Gençlerin Erdoğan'ı sevdiğini belirten Etyen Mahçupyan, "Erdoğan’ın çok önemli bir avantajı var: Sahici olması. Erdoğan, gerçekten düşündüğünü düşünmemiş gibi davranmıyor. Rahatsız oluyorsa söylüyor. Buna insanlar alışmış durumda. Rahatsız olması o yönde bir şeyler yapacağı anlamına gelmiyor. Onlar Erdoğan üzerinden anneleriyle babalarıyla tartışıyorlar. O kuşak bunu gördüğü zaman kendi annesini babasını görüyor, onları seviyor ve Tayyip Erdoğan’ı da seviyor.

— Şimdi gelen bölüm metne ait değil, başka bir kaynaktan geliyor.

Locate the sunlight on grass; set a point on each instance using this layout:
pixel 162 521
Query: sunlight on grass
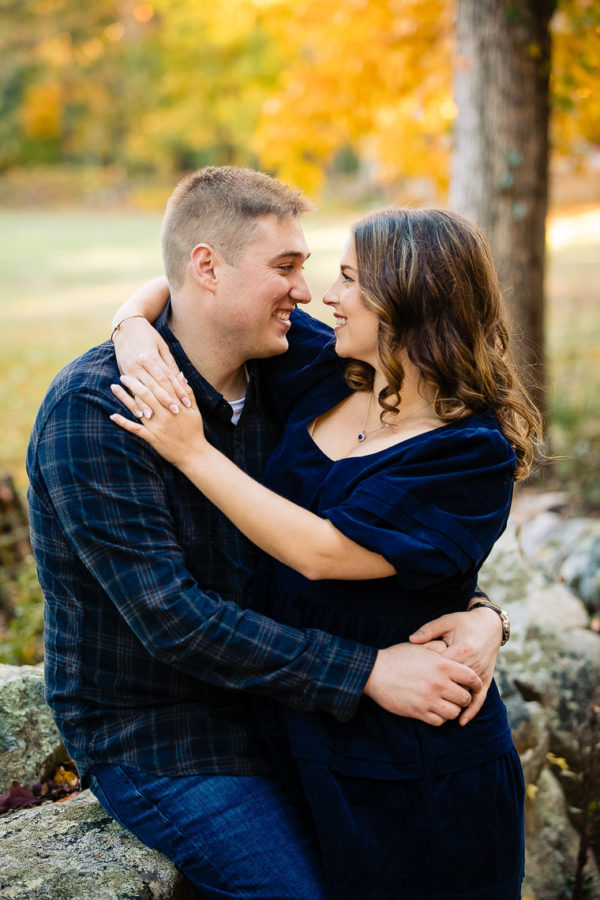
pixel 64 273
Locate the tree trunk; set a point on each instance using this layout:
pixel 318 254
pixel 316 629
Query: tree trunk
pixel 500 161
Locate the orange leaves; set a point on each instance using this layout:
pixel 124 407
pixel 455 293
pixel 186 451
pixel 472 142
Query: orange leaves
pixel 64 785
pixel 376 76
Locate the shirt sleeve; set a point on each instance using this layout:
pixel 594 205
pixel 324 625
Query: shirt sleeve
pixel 310 360
pixel 437 513
pixel 113 508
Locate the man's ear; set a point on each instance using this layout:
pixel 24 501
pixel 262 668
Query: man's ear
pixel 205 262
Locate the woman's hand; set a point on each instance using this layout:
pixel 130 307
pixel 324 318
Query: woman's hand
pixel 176 433
pixel 142 353
pixel 472 639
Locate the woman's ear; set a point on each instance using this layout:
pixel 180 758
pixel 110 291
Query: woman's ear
pixel 205 262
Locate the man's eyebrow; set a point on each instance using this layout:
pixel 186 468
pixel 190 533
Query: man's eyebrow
pixel 294 254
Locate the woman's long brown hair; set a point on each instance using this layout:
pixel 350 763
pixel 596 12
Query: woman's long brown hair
pixel 430 277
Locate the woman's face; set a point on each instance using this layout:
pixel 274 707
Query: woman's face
pixel 356 327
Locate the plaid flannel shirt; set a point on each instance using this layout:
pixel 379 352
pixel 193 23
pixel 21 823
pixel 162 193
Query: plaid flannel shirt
pixel 150 656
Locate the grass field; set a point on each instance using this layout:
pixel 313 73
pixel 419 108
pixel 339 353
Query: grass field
pixel 63 274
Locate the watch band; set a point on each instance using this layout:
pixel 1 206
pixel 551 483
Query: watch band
pixel 503 618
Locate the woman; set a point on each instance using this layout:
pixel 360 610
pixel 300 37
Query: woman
pixel 383 505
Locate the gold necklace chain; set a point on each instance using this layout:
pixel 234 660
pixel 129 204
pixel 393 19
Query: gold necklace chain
pixel 363 434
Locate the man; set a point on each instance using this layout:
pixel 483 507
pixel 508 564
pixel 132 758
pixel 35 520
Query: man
pixel 150 656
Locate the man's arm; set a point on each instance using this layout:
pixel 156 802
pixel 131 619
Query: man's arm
pixel 113 508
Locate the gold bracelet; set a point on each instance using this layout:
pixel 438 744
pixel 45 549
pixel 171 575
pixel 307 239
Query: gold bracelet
pixel 118 325
pixel 500 612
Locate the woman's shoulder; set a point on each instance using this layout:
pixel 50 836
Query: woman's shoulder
pixel 476 438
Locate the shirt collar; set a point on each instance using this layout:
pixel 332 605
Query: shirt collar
pixel 207 397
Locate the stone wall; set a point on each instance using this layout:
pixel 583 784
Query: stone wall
pixel 549 676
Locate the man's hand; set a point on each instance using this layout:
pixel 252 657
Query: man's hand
pixel 412 681
pixel 472 638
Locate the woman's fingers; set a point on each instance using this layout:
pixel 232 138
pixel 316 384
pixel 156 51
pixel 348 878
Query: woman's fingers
pixel 170 391
pixel 134 403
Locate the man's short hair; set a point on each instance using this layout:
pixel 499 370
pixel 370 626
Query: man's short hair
pixel 219 205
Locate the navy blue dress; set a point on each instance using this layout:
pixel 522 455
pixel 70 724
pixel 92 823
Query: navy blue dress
pixel 401 809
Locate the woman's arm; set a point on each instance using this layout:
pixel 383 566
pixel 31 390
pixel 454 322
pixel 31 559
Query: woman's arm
pixel 293 535
pixel 147 302
pixel 139 348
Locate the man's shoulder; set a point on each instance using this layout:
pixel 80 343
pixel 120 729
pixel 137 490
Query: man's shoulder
pixel 87 376
pixel 93 371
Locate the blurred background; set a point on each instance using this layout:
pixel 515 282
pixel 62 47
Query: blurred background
pixel 105 105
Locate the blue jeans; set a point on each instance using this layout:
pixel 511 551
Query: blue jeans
pixel 232 836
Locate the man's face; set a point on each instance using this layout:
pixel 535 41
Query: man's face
pixel 258 293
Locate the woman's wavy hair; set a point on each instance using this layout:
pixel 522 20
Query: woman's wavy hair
pixel 430 277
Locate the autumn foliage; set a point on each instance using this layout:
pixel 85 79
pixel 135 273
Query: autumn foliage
pixel 173 84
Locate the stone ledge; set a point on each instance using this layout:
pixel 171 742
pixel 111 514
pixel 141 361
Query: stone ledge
pixel 75 851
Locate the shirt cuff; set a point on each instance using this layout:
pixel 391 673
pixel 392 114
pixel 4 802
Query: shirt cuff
pixel 346 666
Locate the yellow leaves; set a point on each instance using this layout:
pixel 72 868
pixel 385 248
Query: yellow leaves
pixel 41 112
pixel 66 776
pixel 114 32
pixel 376 76
pixel 57 51
pixel 558 761
pixel 143 13
pixel 531 792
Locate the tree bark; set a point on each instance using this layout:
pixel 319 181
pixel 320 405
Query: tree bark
pixel 500 160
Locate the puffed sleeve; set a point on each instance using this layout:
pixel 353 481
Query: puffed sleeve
pixel 435 511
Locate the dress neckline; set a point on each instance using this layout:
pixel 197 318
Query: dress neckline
pixel 415 437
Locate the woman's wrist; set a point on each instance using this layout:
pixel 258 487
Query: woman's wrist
pixel 117 323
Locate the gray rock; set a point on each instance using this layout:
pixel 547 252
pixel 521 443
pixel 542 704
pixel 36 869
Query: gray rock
pixel 28 735
pixel 75 851
pixel 552 843
pixel 570 551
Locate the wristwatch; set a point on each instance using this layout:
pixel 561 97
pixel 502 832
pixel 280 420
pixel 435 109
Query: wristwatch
pixel 503 617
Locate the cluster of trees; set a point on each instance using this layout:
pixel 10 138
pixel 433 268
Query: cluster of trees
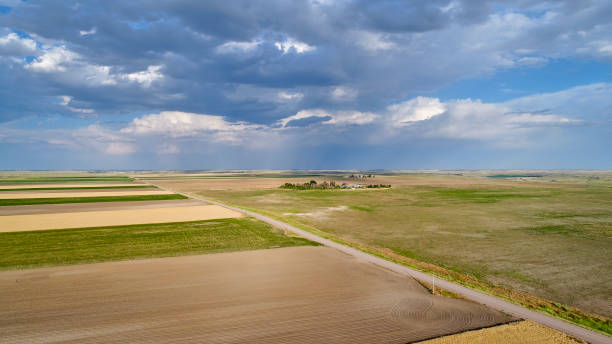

Al Jazeera'den irfan Bozan'ın Etyen Mahçupyan'la yaptığı mülakat şöyle:
YENİ KUŞAKLAR ERDOĞAN'I SEVİYOR
"Sizin tanımladığınız bu yeni kuşağın Cumhurbaşkanı
Recep Tayyip Erdoğan’a bakışı nasıl? Zira siz 'akıl veren'e itiraz
eden bir kuşak tanımlıyorsunuz ama Erdoğan’ın kimi kesimlerce
'yaşam alanına” müdahale olarak nitelenecek kaç çocuk sahibi
olunması, nasıl doğum yapılması gerektiğine ilişkin söylemlere
sahip. Bu söylemler o kesimi rahatsız etmiyor mu?" sorusuna Etyen
Mahçupyan şöyle yanıt verdi:
Recep Tayyip Erdoğan’ın çok önemli bir avantajı var: Sahici
olması. Erdoğan, gerçekten düşündüğünü düşünmemiş gibi davranmıyor.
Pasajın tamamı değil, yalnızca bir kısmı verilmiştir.